Le tribunal judiciaire de Paris, par jugement du 19 juin 2025, tranche un litige relatif à l’indemnisation d’un préjudice distinct né d’impayés récurrents de charges en copropriété. Un copropriétaire, titulaire de plusieurs lots dans un immeuble soumis au statut, ne réglait pas régulièrement les appels de fonds, perturbant la gestion collective et la trésorerie du syndicat. Assigné le 25 novembre 2024, le syndicat réclamait des charges, des dommages-intérêts, des frais irrépétibles et les dépens; à l’audience, il s’est désisté du principal. Le défendeur n’a pas comparu; il a été statué sur le fond, conformément à l’article 472 du code de procédure civile. « Le juge ne fait droit à la demande que dans la mesure où il l’estime régulière, recevable et bien fondée. » La question était d’accorder, sur le fondement de l’article 1231-6, des dommages-intérêts autonomes en raison d’impayés réitérés, distincts d’éventuels intérêts moratoires, puis d’en calibrer le montant. La juridiction constate des manquements répétés perturbant la trésorerie et le bon fonctionnement de la copropriété, et alloue 200 euros de dommages‑intérêts. Elle accorde 700 euros sur le fondement de l’article 700 du code de procédure civile, et met les dépens à la charge du défendeur.
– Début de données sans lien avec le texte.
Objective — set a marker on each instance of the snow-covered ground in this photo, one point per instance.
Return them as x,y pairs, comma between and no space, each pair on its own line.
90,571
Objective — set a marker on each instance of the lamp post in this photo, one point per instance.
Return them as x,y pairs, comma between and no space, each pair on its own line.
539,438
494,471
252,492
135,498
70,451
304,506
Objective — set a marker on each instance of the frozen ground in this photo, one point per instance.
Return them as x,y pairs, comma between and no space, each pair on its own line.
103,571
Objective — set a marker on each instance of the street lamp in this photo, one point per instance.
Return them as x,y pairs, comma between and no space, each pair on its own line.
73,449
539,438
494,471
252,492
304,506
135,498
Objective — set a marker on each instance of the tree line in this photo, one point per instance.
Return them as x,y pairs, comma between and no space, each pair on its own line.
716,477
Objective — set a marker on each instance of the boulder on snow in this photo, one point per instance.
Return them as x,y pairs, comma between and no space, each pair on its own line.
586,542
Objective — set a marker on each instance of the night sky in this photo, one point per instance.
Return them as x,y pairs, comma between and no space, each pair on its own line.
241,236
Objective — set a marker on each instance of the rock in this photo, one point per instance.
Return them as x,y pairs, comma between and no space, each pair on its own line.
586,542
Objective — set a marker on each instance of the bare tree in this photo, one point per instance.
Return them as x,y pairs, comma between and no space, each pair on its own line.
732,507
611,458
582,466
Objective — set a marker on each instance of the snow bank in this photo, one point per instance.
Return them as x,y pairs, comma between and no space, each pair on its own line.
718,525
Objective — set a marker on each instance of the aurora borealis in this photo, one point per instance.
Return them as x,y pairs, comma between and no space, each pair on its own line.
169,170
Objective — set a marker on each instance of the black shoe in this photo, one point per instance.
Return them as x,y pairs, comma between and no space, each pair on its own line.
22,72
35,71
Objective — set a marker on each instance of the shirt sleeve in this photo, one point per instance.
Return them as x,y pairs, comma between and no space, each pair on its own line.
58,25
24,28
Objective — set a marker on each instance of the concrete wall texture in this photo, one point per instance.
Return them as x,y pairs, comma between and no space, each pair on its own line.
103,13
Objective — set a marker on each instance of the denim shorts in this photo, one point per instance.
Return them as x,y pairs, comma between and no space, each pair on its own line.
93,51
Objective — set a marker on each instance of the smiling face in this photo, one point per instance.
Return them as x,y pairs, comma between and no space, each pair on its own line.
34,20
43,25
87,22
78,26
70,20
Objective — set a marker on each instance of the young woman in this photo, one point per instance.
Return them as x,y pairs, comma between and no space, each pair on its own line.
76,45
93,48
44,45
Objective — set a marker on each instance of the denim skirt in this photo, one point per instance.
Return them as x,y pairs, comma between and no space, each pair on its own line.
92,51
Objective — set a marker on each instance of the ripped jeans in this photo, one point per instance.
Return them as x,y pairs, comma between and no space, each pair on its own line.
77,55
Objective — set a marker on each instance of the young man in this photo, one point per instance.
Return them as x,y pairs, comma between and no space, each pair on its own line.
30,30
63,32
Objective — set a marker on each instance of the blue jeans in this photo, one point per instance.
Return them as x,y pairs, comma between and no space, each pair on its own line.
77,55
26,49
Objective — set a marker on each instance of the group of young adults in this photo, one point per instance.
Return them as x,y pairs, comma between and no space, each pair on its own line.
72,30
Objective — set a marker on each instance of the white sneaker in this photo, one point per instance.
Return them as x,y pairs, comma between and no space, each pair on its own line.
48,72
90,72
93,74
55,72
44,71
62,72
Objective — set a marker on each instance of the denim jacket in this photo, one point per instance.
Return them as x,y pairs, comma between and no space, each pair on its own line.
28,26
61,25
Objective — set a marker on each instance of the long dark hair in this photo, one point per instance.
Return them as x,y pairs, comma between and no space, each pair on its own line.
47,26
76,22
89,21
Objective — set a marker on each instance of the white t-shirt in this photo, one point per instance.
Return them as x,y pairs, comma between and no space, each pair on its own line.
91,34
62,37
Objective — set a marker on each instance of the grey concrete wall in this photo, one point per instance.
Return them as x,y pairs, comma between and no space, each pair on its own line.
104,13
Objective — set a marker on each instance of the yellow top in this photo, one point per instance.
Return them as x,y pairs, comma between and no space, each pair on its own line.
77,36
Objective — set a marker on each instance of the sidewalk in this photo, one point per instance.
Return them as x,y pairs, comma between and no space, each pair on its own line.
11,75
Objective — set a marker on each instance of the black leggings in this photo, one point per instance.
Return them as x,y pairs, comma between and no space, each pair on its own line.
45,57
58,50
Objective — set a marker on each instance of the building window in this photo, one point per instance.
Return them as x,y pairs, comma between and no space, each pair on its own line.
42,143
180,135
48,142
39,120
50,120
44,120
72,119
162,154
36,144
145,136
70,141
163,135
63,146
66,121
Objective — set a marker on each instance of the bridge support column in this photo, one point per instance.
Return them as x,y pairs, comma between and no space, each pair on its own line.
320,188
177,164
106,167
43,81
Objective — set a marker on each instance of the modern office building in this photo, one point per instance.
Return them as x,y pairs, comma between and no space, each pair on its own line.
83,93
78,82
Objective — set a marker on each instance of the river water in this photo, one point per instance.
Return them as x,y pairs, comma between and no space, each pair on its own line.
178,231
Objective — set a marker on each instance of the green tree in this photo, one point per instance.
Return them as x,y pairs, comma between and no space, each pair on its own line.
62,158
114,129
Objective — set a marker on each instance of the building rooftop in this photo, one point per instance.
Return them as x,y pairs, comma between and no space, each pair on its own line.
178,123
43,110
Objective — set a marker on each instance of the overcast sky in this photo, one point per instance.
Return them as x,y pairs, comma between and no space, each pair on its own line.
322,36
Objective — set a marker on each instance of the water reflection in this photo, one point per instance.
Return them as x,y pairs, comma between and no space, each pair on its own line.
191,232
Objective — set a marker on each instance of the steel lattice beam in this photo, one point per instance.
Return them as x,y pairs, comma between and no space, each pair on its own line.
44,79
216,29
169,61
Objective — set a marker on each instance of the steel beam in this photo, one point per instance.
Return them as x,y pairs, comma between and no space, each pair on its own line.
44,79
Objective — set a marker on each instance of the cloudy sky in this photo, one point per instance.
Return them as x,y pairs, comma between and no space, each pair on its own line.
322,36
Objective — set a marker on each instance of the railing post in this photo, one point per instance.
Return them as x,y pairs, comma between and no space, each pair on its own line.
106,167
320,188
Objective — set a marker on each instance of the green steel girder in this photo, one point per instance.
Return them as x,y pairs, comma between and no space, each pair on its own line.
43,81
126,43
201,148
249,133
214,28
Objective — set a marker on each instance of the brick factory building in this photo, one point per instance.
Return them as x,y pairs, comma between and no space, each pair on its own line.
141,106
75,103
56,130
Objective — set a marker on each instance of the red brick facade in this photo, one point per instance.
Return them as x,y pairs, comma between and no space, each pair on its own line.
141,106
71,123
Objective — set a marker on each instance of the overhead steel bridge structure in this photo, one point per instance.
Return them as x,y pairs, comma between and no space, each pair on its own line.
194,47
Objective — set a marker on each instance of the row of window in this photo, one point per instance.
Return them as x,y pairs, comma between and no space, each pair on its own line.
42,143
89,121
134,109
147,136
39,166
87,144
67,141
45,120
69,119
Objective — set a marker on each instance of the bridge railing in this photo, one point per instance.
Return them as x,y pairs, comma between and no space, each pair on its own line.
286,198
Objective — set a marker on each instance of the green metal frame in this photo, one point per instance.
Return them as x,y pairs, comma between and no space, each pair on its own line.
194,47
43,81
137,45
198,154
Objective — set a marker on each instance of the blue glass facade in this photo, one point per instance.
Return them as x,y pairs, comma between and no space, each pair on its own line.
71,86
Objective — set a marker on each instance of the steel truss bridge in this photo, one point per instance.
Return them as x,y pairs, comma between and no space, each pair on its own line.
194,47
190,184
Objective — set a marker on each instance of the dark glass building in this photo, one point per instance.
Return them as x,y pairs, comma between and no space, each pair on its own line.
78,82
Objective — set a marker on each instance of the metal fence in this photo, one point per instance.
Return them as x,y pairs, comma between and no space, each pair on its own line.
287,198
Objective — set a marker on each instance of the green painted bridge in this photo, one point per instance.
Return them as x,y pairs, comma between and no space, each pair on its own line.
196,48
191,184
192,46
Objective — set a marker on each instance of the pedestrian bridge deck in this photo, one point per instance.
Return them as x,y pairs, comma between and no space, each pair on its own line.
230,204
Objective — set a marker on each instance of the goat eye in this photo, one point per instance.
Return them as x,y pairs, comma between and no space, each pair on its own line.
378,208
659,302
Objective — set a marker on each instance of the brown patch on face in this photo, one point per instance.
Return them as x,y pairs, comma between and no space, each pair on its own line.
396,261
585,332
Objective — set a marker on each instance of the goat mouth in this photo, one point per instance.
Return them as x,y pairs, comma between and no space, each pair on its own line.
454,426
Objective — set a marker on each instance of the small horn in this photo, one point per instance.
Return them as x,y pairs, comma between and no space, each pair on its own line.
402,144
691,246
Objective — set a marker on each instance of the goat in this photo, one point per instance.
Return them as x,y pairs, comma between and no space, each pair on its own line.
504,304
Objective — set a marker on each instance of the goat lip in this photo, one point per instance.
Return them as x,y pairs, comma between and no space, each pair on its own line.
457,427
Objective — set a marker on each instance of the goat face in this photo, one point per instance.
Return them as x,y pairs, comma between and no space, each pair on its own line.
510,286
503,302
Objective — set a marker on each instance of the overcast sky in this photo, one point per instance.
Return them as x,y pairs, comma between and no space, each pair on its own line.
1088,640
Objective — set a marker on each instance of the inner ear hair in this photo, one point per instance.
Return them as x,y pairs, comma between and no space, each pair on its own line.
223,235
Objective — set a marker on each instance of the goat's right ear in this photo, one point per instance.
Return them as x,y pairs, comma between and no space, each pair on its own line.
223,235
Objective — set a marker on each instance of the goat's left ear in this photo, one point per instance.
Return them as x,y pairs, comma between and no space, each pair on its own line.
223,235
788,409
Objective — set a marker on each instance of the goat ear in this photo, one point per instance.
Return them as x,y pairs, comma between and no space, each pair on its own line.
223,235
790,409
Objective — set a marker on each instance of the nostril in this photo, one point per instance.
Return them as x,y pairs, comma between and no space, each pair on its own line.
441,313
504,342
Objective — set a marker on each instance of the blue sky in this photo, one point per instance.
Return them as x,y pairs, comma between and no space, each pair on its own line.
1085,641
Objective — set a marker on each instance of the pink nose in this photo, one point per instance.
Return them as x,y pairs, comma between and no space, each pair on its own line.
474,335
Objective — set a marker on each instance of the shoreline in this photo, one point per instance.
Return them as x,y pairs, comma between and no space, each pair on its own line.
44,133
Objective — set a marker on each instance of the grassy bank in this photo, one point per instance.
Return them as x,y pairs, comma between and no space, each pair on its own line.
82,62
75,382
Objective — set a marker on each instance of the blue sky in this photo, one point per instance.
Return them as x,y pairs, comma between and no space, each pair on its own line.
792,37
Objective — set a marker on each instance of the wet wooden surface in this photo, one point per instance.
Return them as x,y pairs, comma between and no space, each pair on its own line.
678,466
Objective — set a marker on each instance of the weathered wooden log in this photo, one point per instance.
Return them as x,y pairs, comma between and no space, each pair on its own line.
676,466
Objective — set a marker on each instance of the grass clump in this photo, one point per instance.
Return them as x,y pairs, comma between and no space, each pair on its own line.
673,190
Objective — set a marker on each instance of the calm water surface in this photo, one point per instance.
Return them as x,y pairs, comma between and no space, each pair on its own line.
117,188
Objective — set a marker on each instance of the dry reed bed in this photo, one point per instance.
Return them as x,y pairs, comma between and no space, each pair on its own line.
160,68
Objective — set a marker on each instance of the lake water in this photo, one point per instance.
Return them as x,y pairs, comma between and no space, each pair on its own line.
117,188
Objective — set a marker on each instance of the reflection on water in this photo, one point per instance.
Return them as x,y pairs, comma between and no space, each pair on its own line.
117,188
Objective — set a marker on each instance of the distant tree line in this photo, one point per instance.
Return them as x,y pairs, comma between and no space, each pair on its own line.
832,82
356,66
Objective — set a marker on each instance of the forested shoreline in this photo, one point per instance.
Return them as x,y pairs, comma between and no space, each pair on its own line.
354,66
I. Le cadre procédural et le contrôle du bien‑fondé
A. Le jugement au fond malgré la défaillance
L’application de l’article 472 organise l’office du juge en cas de défaillance: il statue sur le fond, sous réserve d’un contrôle de régularité et de bien‑fondé. « Aux termes de l’article 472 du code de procédure civile, si le défendeur ne comparaît pas, il est néanmoins statué sur le fond. » En retenant un jugement réputé contradictoire, la juridiction souligne la régularité de la signification et préserve le contradictoire, condition préalable à l’examen des prétentions restantes.
B. L’office du juge et l’exécution provisoire
L’office inclut la gestion des accessoires, dépens et frais irrépétibles, sur la base d’un critère d’équité, sans que la défaillance prive le demandeur d’une allocation mesurée. « Il serait inéquitable de laisser à la charge du syndicat des copropriétaires les frais exposés par lui dans la présente instance et non compris dans les dépens. » L’exécution provisoire de droit, rappelée par la juridiction, renforce l’efficacité de la décision et protège la collectivité contre la persistance d’une trésorerie fragilisée. « La présente décision est exécutoire à titre provisoire, conformément à l’article 514 du code de procédure civile. »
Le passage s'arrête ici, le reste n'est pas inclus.